He had no contact with her at GreenState – his was a lowly volunteer’s job replying to questions on the campaign website with a set of standard responses that were designed to elicit money – but he was in a position to observe her most of the day, and he was pretty certain that she had not yet noticed him. She was self-contained and never involved herself with office politics. Her colleagues were wary of her because of her sharp tongue and she was no respecter of status or the conventional NGO politesse where everyone’s opinion is indulged, however empty or lacking in evidence. He heard her murmur to GreenState’s director of campaigns, a man named Desmond who Samson heartily disliked, ‘We’re doing good work, but that doesn’t mean I’m not going to call you out when you’re talking crap.’

Her behaviour was tolerated because she was good at what she did. She had fluent French and German and often appeared in the morning having completed, overnight, the work that would take others a couple of days.
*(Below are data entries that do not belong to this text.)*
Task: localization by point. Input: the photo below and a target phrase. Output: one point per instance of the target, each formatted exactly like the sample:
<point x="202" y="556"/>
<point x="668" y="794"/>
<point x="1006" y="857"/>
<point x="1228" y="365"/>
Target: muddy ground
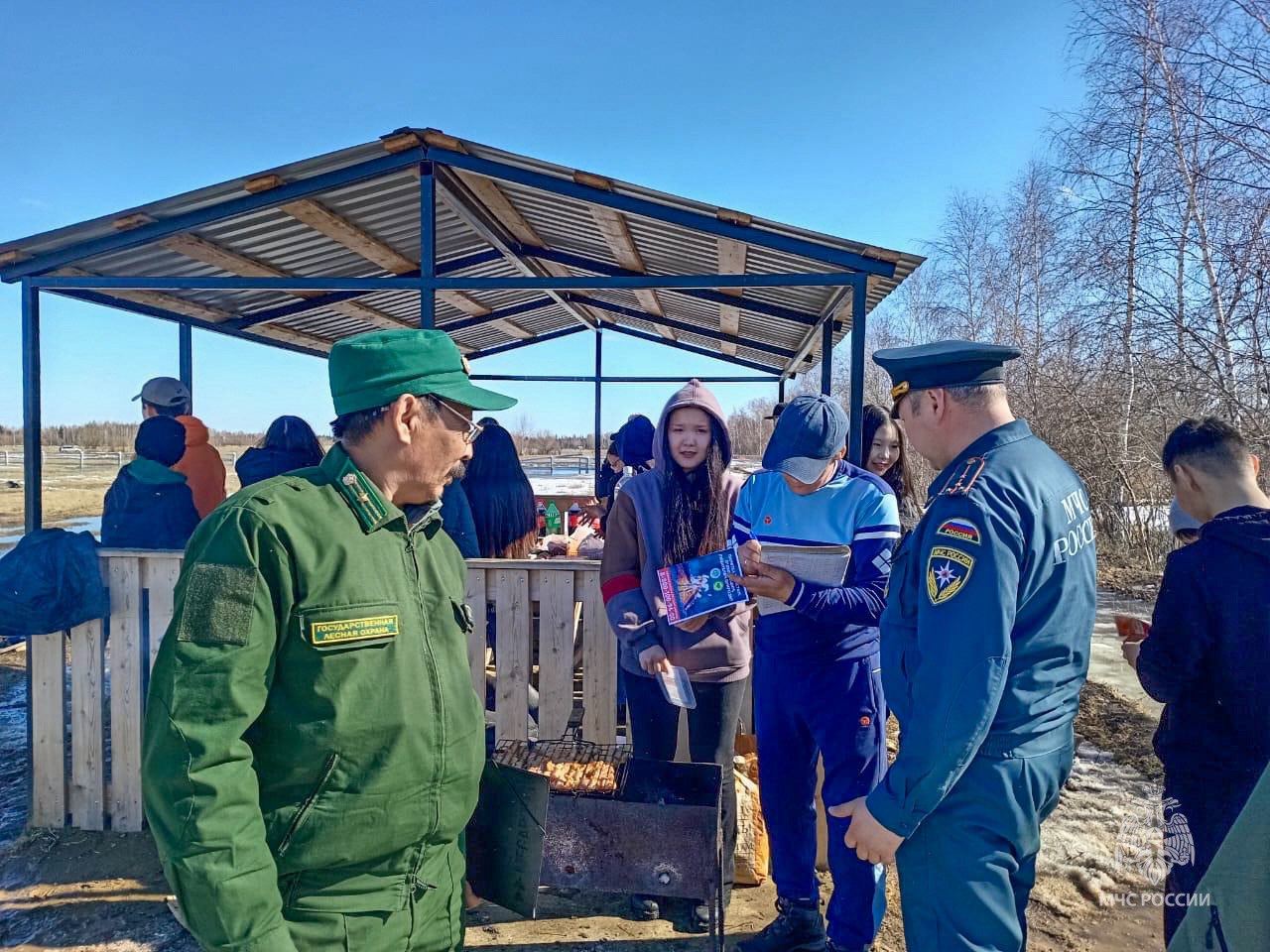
<point x="104" y="892"/>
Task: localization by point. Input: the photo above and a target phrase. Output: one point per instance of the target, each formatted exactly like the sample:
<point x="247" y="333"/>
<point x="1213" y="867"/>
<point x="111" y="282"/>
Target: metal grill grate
<point x="571" y="766"/>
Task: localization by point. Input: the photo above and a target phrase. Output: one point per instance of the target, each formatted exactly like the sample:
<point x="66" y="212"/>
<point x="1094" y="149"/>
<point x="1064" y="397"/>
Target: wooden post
<point x="46" y="702"/>
<point x="126" y="661"/>
<point x="87" y="763"/>
<point x="598" y="666"/>
<point x="512" y="654"/>
<point x="159" y="575"/>
<point x="556" y="653"/>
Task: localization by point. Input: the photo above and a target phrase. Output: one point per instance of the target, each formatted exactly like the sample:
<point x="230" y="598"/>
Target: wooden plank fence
<point x="86" y="754"/>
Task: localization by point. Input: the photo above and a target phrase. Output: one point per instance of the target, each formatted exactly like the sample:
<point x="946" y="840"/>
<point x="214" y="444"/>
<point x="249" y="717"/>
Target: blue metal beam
<point x="598" y="397"/>
<point x="31" y="411"/>
<point x="689" y="348"/>
<point x="427" y="245"/>
<point x="317" y="303"/>
<point x="414" y="284"/>
<point x="186" y="359"/>
<point x="661" y="212"/>
<point x="680" y="325"/>
<point x="855" y="439"/>
<point x="220" y="211"/>
<point x="826" y="357"/>
<point x="661" y="282"/>
<point x="149" y="311"/>
<point x="574" y="261"/>
<point x="509" y="311"/>
<point x="474" y="213"/>
<point x="559" y="379"/>
<point x="518" y="344"/>
<point x="107" y="282"/>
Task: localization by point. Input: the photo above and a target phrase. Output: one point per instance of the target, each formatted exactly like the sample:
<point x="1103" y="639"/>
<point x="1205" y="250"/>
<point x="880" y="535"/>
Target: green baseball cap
<point x="375" y="368"/>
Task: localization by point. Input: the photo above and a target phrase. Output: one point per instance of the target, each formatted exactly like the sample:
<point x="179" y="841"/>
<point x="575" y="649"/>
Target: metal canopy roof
<point x="226" y="258"/>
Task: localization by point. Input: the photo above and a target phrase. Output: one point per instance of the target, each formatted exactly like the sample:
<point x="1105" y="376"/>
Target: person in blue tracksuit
<point x="984" y="648"/>
<point x="817" y="683"/>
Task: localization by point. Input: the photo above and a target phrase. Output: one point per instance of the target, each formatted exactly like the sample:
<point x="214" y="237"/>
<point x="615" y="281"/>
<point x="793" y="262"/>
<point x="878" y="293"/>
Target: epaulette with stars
<point x="965" y="477"/>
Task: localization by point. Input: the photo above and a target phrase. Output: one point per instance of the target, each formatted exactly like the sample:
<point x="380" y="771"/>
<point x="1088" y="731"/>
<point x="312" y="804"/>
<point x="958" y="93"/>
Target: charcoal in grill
<point x="571" y="766"/>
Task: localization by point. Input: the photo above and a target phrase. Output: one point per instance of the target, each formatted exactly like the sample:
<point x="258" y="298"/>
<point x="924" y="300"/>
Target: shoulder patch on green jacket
<point x="217" y="604"/>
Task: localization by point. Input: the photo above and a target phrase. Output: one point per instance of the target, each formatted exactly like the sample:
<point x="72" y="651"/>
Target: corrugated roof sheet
<point x="385" y="208"/>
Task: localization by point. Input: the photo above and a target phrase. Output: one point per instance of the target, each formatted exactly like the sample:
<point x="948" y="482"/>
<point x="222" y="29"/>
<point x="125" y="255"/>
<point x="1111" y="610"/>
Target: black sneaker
<point x="644" y="909"/>
<point x="797" y="928"/>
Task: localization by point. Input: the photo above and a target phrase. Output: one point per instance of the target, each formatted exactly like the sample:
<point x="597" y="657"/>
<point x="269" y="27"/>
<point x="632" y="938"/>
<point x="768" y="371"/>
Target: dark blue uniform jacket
<point x="985" y="634"/>
<point x="1207" y="655"/>
<point x="149" y="507"/>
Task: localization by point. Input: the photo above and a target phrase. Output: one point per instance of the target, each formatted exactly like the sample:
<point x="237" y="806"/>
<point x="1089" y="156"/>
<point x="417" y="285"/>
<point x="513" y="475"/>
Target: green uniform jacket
<point x="313" y="742"/>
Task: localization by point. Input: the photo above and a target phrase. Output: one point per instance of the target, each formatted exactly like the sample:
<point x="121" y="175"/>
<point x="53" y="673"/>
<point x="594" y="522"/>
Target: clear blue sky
<point x="856" y="119"/>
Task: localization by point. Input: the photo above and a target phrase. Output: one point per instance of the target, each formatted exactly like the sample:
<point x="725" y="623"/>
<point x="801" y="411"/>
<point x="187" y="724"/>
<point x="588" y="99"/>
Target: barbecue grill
<point x="657" y="832"/>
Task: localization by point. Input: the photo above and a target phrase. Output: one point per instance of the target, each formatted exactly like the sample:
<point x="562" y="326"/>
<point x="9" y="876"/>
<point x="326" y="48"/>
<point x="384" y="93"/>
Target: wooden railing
<point x="86" y="753"/>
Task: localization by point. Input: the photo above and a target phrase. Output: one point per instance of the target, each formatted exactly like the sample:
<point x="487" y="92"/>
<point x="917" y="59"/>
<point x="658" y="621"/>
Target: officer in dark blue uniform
<point x="984" y="648"/>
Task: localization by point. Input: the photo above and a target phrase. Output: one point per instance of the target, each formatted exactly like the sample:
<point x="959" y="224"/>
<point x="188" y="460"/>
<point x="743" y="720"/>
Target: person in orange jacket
<point x="200" y="463"/>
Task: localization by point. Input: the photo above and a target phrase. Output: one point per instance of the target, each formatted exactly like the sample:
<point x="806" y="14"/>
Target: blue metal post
<point x="32" y="468"/>
<point x="858" y="302"/>
<point x="598" y="381"/>
<point x="427" y="244"/>
<point x="186" y="344"/>
<point x="826" y="357"/>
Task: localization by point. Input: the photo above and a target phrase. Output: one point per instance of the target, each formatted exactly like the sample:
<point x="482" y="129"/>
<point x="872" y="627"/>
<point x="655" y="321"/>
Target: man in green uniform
<point x="313" y="743"/>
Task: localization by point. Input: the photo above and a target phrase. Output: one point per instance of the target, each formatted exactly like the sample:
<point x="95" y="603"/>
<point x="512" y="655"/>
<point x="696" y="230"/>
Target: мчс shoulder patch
<point x="339" y="631"/>
<point x="960" y="530"/>
<point x="947" y="572"/>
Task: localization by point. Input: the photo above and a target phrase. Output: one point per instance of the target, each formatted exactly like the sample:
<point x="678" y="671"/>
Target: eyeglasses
<point x="474" y="429"/>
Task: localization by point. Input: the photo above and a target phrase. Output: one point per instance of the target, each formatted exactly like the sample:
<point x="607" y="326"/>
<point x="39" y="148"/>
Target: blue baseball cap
<point x="810" y="431"/>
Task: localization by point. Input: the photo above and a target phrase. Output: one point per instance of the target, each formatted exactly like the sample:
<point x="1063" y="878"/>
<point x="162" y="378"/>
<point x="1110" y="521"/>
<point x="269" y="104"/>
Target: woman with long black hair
<point x="500" y="495"/>
<point x="679" y="509"/>
<point x="885" y="451"/>
<point x="290" y="443"/>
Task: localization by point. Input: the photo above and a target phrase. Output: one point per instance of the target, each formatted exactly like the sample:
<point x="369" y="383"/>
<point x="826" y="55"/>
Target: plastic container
<point x="676" y="687"/>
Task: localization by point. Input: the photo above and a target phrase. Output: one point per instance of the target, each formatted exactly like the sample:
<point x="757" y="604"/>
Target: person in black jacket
<point x="1207" y="653"/>
<point x="289" y="444"/>
<point x="149" y="506"/>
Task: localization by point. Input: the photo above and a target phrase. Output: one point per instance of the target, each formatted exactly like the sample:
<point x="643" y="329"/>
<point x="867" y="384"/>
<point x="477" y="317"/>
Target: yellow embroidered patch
<point x="947" y="572"/>
<point x="339" y="631"/>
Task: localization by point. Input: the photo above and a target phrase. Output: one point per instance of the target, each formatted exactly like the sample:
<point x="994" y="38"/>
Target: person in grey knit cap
<point x="679" y="509"/>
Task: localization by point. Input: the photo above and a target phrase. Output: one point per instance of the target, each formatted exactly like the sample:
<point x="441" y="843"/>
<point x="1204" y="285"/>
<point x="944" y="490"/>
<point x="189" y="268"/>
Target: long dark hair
<point x="499" y="493"/>
<point x="898" y="476"/>
<point x="294" y="435"/>
<point x="697" y="511"/>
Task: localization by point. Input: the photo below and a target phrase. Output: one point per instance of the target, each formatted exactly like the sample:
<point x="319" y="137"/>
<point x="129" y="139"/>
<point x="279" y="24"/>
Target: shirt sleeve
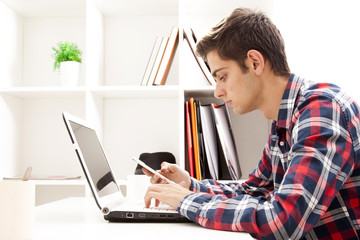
<point x="319" y="162"/>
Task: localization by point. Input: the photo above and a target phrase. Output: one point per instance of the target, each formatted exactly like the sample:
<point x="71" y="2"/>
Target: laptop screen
<point x="95" y="159"/>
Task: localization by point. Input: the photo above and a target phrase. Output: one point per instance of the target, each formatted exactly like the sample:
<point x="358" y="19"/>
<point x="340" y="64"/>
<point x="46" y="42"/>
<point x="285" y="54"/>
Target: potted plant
<point x="67" y="58"/>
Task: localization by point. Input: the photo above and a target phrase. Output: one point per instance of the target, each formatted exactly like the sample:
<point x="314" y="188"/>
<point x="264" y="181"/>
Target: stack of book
<point x="210" y="145"/>
<point x="160" y="59"/>
<point x="162" y="55"/>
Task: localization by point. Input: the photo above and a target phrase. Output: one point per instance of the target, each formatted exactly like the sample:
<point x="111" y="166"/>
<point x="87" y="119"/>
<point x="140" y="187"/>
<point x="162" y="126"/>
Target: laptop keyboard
<point x="161" y="207"/>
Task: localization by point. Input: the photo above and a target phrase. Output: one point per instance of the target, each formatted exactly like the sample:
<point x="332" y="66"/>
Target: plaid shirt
<point x="307" y="183"/>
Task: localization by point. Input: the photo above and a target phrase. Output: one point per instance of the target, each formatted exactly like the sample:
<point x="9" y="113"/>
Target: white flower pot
<point x="70" y="73"/>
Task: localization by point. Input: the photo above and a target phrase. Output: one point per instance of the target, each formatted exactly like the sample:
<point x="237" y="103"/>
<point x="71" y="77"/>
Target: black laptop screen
<point x="95" y="159"/>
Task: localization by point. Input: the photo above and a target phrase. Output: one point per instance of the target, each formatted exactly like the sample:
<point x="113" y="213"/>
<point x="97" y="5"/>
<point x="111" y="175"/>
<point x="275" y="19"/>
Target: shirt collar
<point x="288" y="101"/>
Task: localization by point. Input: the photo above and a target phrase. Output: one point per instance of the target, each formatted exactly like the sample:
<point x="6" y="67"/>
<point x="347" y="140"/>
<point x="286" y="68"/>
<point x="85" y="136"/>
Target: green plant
<point x="66" y="52"/>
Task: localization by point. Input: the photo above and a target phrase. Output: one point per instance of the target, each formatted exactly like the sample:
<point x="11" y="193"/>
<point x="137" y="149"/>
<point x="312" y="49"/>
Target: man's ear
<point x="256" y="61"/>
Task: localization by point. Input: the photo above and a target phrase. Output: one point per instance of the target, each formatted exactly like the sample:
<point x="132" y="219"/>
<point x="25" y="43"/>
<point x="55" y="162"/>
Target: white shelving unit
<point x="116" y="38"/>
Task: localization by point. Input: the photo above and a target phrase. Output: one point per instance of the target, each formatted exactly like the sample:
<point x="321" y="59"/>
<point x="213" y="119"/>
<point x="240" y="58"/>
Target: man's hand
<point x="172" y="172"/>
<point x="170" y="194"/>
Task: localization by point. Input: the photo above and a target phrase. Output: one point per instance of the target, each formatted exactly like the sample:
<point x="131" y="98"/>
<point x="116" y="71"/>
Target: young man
<point x="307" y="183"/>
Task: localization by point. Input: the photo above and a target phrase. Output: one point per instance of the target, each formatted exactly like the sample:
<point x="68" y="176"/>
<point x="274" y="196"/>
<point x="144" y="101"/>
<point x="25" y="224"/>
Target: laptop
<point x="102" y="181"/>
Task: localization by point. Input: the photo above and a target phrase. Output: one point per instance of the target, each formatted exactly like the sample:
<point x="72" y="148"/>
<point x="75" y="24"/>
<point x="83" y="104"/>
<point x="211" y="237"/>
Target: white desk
<point x="79" y="218"/>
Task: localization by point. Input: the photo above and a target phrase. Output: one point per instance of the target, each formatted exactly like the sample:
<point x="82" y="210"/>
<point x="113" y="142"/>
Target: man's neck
<point x="274" y="87"/>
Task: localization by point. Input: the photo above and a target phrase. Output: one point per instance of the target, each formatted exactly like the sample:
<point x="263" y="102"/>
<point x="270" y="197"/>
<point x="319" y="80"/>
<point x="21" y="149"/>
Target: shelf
<point x="138" y="7"/>
<point x="137" y="91"/>
<point x="44" y="92"/>
<point x="53" y="8"/>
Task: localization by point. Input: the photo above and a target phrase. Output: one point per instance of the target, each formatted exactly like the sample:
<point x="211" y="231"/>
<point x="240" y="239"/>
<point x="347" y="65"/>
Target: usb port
<point x="129" y="215"/>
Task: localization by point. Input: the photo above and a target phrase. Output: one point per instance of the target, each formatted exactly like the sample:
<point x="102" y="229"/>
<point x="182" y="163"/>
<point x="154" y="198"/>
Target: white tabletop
<point x="79" y="218"/>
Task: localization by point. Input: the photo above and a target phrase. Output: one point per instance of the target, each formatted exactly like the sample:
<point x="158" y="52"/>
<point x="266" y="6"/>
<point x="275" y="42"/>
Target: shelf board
<point x="138" y="7"/>
<point x="44" y="92"/>
<point x="137" y="91"/>
<point x="53" y="8"/>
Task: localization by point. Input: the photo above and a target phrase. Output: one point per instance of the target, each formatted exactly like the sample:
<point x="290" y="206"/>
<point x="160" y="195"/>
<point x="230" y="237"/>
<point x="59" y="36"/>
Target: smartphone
<point x="151" y="170"/>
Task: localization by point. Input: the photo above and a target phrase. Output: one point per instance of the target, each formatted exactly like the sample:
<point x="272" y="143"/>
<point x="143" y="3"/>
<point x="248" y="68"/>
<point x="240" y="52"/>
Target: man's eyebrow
<point x="216" y="71"/>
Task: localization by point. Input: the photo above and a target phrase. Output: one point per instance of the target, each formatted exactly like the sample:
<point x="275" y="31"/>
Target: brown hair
<point x="242" y="31"/>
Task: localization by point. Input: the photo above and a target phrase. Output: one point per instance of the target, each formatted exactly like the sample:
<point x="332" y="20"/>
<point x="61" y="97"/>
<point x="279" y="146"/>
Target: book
<point x="210" y="140"/>
<point x="224" y="130"/>
<point x="167" y="57"/>
<point x="191" y="40"/>
<point x="192" y="104"/>
<point x="151" y="61"/>
<point x="189" y="143"/>
<point x="157" y="62"/>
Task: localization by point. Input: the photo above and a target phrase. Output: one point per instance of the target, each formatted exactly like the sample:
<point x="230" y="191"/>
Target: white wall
<point x="322" y="40"/>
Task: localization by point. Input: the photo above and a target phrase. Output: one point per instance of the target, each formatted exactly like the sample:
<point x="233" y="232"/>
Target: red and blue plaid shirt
<point x="307" y="183"/>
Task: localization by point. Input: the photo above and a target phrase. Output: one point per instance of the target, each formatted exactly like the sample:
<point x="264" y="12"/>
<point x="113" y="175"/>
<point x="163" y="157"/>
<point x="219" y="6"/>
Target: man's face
<point x="238" y="90"/>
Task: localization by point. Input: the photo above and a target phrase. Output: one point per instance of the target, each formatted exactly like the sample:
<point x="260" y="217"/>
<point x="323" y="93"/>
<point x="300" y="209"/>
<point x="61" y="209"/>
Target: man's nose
<point x="219" y="92"/>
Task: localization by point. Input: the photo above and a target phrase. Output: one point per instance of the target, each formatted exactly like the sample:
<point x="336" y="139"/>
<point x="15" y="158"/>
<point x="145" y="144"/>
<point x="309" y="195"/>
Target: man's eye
<point x="223" y="77"/>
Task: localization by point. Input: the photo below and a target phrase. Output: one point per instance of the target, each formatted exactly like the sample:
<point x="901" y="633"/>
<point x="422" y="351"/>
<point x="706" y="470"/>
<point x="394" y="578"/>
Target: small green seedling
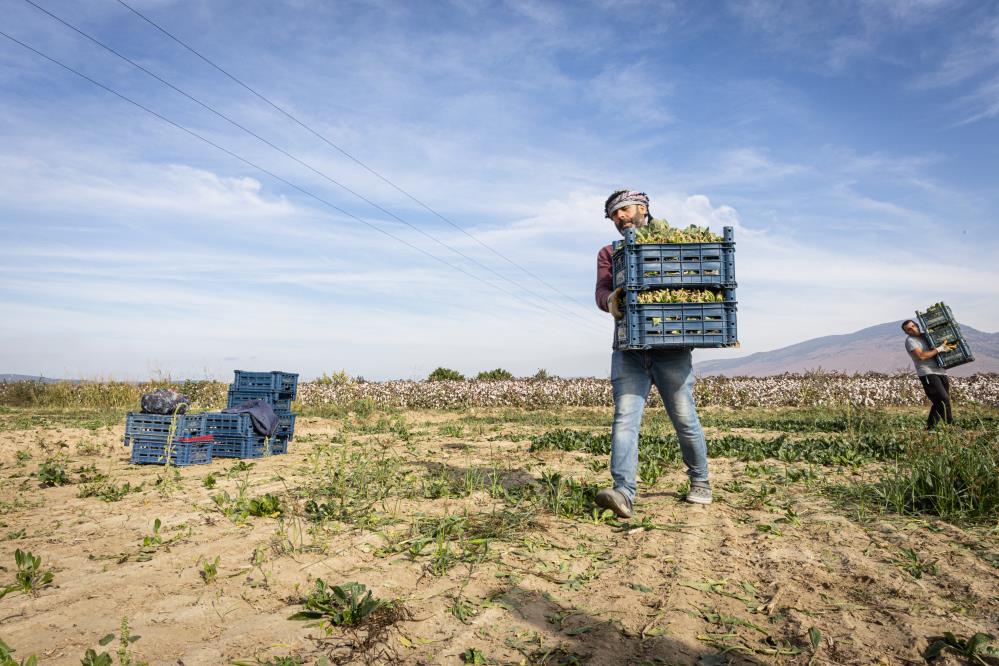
<point x="91" y="658"/>
<point x="975" y="649"/>
<point x="52" y="473"/>
<point x="349" y="604"/>
<point x="209" y="570"/>
<point x="29" y="577"/>
<point x="7" y="659"/>
<point x="267" y="506"/>
<point x="473" y="656"/>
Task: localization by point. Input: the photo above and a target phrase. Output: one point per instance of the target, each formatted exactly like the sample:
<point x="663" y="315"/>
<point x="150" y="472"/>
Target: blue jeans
<point x="632" y="375"/>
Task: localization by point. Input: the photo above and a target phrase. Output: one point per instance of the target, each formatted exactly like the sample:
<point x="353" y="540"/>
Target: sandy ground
<point x="741" y="581"/>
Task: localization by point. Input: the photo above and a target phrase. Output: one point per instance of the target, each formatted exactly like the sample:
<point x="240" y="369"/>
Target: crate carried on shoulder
<point x="691" y="270"/>
<point x="939" y="327"/>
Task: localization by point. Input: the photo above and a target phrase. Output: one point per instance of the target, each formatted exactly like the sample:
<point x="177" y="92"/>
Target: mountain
<point x="27" y="378"/>
<point x="877" y="348"/>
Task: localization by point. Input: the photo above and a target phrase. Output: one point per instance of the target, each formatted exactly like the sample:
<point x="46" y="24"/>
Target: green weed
<point x="7" y="657"/>
<point x="52" y="473"/>
<point x="350" y="604"/>
<point x="977" y="649"/>
<point x="29" y="577"/>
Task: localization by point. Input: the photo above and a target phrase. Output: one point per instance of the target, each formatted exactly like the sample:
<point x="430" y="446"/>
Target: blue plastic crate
<point x="248" y="446"/>
<point x="220" y="424"/>
<point x="286" y="426"/>
<point x="153" y="452"/>
<point x="938" y="325"/>
<point x="156" y="427"/>
<point x="936" y="314"/>
<point x="237" y="397"/>
<point x="284" y="383"/>
<point x="659" y="265"/>
<point x="677" y="325"/>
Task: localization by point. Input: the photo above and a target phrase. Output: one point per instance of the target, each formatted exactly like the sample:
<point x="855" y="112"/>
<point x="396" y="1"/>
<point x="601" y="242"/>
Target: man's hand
<point x="614" y="303"/>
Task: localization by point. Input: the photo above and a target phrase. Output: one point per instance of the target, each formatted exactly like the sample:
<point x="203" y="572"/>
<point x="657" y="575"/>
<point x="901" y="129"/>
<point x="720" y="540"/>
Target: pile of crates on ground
<point x="692" y="267"/>
<point x="194" y="439"/>
<point x="939" y="327"/>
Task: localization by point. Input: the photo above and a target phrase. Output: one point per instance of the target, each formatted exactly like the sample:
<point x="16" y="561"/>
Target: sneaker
<point x="614" y="500"/>
<point x="699" y="494"/>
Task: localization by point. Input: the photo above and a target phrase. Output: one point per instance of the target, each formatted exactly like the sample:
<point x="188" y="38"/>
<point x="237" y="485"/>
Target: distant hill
<point x="28" y="378"/>
<point x="878" y="349"/>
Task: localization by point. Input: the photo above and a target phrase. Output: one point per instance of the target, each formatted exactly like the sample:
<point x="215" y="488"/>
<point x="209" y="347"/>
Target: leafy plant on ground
<point x="29" y="577"/>
<point x="153" y="540"/>
<point x="209" y="570"/>
<point x="125" y="640"/>
<point x="350" y="604"/>
<point x="7" y="657"/>
<point x="91" y="658"/>
<point x="267" y="506"/>
<point x="977" y="649"/>
<point x="473" y="656"/>
<point x="52" y="473"/>
<point x="565" y="497"/>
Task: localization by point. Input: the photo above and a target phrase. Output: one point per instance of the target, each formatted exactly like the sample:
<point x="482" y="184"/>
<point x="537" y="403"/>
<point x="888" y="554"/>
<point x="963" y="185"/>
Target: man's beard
<point x="639" y="221"/>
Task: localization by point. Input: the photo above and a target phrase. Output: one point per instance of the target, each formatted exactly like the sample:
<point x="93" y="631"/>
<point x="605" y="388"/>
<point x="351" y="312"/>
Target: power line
<point x="343" y="152"/>
<point x="287" y="154"/>
<point x="260" y="168"/>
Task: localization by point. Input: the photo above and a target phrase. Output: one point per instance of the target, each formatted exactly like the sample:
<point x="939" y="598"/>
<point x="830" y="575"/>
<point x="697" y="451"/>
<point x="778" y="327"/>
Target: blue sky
<point x="853" y="145"/>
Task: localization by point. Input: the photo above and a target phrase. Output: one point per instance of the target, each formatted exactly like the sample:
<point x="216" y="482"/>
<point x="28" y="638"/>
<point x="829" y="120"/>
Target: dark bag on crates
<point x="262" y="416"/>
<point x="165" y="401"/>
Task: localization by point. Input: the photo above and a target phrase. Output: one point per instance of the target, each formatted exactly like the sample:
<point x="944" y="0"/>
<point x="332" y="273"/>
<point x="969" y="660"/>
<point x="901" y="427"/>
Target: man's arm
<point x="605" y="278"/>
<point x="922" y="355"/>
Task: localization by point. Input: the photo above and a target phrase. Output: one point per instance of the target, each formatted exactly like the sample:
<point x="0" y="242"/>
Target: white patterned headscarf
<point x="626" y="198"/>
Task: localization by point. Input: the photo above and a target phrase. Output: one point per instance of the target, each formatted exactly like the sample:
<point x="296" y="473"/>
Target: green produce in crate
<point x="659" y="231"/>
<point x="681" y="296"/>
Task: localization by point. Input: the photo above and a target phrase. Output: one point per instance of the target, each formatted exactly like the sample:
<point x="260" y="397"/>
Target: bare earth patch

She wrote video scripts, advertising briefs and focused on GreenState’s messaging, for which reason she often took meetings outside the office with agencies providing their services free. No one asked where she was going, or why. Not even the ridiculous busybody Desmond.

Samson resigned himself to a fruitless wait and let his gaze travel the breadth of the five-street intersection. The regulars on the street were beginning to be familiar to him – addicts, with sleeping bags round their necks, scrambling for deals beneath the rail bridge, north of the Edgar Building; an abandoned young man handing out religious leaflets on the traffic island; two glacially moving homeless men; and the team of Roma beggars who looked as though they might all be related. The Junction was a twenty-minute walk from the vast wealth of the City of London, but a different universe. No one made much money here: the buildings were tired, rubbish was piled everywhere, and people struggled. But for all that, it had a palpable life force that Samson admired. It reminded him of the Middle East – his native Lebanon.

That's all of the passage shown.